Food for thought: the lab-grown food rocking our world

How we produce food is in need of some urgent updating. The agricultural sector is faced by a number of challenges. Having to feed an ever increasing population, the sector faces soil erosion, extreme weather and soil exhaustion, whilst trying to find more space for livestock.

It is the livestock that is proving to be such a huge contributor to greenhouse emissions. The demand for meat is increasing rapidly. The overall global meat consumption is now 3x as big as 25 years ago and amounts to a total of 340 million tons. To find the land space for the billions of grazing herds of goats, sheep and cows is fast becoming an environmental problem.

Because firstly, all this livestock needs fodder and animal feed crops in itself occupy almost 40% of the world’s cropland. Secondly, livestock produces lots of excrement that is polluting waterway as it is entering waterways without treatment! Lastly, goats’ and sheep’s grazing leaves land barren and furthers soil erosion.

This could be managed when we were just a few, But today, at any given time, there are over 80 billion farm animals in the world, reared for food. This includes 14.6 billion chicken. To break it up, there are about 1 billion cows, 1 billion sheep and 2 billion goats in the world. Combined, the 4 billion of them need a significant amount of space and it is getting crowded.

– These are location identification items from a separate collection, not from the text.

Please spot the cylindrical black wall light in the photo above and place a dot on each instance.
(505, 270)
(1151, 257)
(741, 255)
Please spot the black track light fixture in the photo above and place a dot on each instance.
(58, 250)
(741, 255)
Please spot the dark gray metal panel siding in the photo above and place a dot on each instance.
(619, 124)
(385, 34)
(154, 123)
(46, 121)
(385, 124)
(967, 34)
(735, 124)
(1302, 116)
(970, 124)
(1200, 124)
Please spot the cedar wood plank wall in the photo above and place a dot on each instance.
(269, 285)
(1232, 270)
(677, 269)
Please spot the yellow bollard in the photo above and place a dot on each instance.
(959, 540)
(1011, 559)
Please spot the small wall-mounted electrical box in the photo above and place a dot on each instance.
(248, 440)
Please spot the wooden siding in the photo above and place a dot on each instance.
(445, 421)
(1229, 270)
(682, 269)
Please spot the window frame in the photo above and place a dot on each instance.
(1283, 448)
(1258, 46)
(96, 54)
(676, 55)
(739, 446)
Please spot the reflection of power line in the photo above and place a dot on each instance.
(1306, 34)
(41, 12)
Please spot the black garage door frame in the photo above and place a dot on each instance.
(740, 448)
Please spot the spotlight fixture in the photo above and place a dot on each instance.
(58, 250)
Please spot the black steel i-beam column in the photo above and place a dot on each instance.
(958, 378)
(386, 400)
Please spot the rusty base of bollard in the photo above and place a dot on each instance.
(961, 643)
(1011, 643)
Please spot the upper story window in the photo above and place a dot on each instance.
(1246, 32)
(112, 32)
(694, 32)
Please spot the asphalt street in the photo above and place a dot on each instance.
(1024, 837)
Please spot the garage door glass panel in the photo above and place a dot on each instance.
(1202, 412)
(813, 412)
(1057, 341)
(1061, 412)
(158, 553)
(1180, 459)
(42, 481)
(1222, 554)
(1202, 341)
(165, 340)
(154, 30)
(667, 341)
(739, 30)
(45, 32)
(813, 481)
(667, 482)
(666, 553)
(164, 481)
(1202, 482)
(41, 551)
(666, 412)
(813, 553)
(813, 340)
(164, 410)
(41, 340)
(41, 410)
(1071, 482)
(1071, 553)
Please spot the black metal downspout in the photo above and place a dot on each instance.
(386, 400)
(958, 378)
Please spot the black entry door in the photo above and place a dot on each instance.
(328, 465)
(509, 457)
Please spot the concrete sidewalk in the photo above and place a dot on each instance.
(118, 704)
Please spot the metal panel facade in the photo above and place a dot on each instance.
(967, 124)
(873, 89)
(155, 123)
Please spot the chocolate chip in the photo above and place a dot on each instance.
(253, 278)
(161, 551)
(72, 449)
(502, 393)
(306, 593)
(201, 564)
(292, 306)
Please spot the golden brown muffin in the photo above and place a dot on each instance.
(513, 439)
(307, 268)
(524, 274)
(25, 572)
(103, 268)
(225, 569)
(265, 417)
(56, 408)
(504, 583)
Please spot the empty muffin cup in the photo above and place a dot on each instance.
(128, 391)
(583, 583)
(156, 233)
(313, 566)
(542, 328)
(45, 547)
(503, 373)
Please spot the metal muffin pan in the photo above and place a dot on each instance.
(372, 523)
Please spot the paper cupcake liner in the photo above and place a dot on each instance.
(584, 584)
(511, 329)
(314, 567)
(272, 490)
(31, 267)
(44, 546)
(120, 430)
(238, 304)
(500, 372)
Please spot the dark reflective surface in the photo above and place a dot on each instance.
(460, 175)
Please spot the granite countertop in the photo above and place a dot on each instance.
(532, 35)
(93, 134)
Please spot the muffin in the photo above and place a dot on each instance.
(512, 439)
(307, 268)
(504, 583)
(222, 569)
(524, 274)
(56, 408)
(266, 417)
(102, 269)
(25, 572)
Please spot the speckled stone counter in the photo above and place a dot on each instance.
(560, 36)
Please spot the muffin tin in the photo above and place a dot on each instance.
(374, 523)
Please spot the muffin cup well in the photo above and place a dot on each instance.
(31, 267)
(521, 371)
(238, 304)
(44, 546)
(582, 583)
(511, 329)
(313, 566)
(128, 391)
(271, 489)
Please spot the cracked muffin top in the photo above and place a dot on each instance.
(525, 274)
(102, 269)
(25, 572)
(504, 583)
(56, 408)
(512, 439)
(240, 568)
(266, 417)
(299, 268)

The meat industry is de facto a hugely inefficient way of producing food and with a shrinking land space and a bulging world population, this way of animal farming and meat production has very limited means to grow any further. Hence the urgent quest for tasty, more efficient, meat alternatives is in full swing and very good results are being achieved.

Recent development have established that it is likely that our future food will come neither from animals nor plants, but from unicellular life. i.e food grown in laboratories.

Lab grown foods

Solar Foods, based in Helskini, uses ‘unicellular’ life (a one-celled living organism) to create food. It begins with life’s most essential element: water. Through the process of Hydrogen Pathway, bacteria are modified and specific proteins are created, and this forms the base for meat and fish products.

Just Inc, a fast-growing food tech start-up valued at $1.1 billion, makes tasty lab-grown egg and meat products, and is more mainstream and readily available than Solar Foods. Their scrambled eggs, made from mung bean protein, are apparently indistinguishable from the real thing and can be bought at WholeFoods and Amazon. There is also a significant environmental benefit: according to CEO Josh Tetrick, producing traditional eggs sucks up 93 litres of water, whereas Just Inc's egg-products use only 1.49 litres.

Just Inc has also begun to try their hand at cultured meat. And, since it’s made from animal cells, their chicken nuggets taste almost like real ones. The problem is pricing: their nuggets still cost $50 to make.

Lab grown burgers

Making sophisticated, tasty and affordable meat products is the real challenge. Impossible Foods makes lab-grown meat from plant and animal molecules via a fermentation process and genetically engineered yeast. The result is “simply delicious”, says one BBC Good Food reviewer. Their burgers aren’t cheap, but they now serve in 30,000 restaurants and 11,000 supermarkets across the US. Actually, people who ate the Impossible burgers were not able to distinguish between a ‘real’ burger and an ‘impossible’ burger.

The Impossible Burger isn’t available yet in the UK, but its biggest competitor The Beyond Burger, by Beyond Meat, can be found in Tesco’s and at WholeFoods. Some consumers say they taste chemical and processed; others that they simulate the juiciness and bloodiness of a real burger, are simply delicious and a great alternative to dry, bean-based veggie patties.

And, just when you thought they couldn’t come up with anything else, the trend continues: fish products are now hitting the lab-grown food market, albeit at a slow pace (vegan seafood start-ups only made up 1% of total retail sales of plant-based meat in 2019, partly because the delicate texture of fish is harder to replicate). San Diego start-up BlueNalu is creating- high-quality- fake fish products at an astonishing rate. It’s one to look out for.

Everyday better and tastier protein alternatives are created. And it is a bonus that we can have exquisite foods without it having to cost the earth.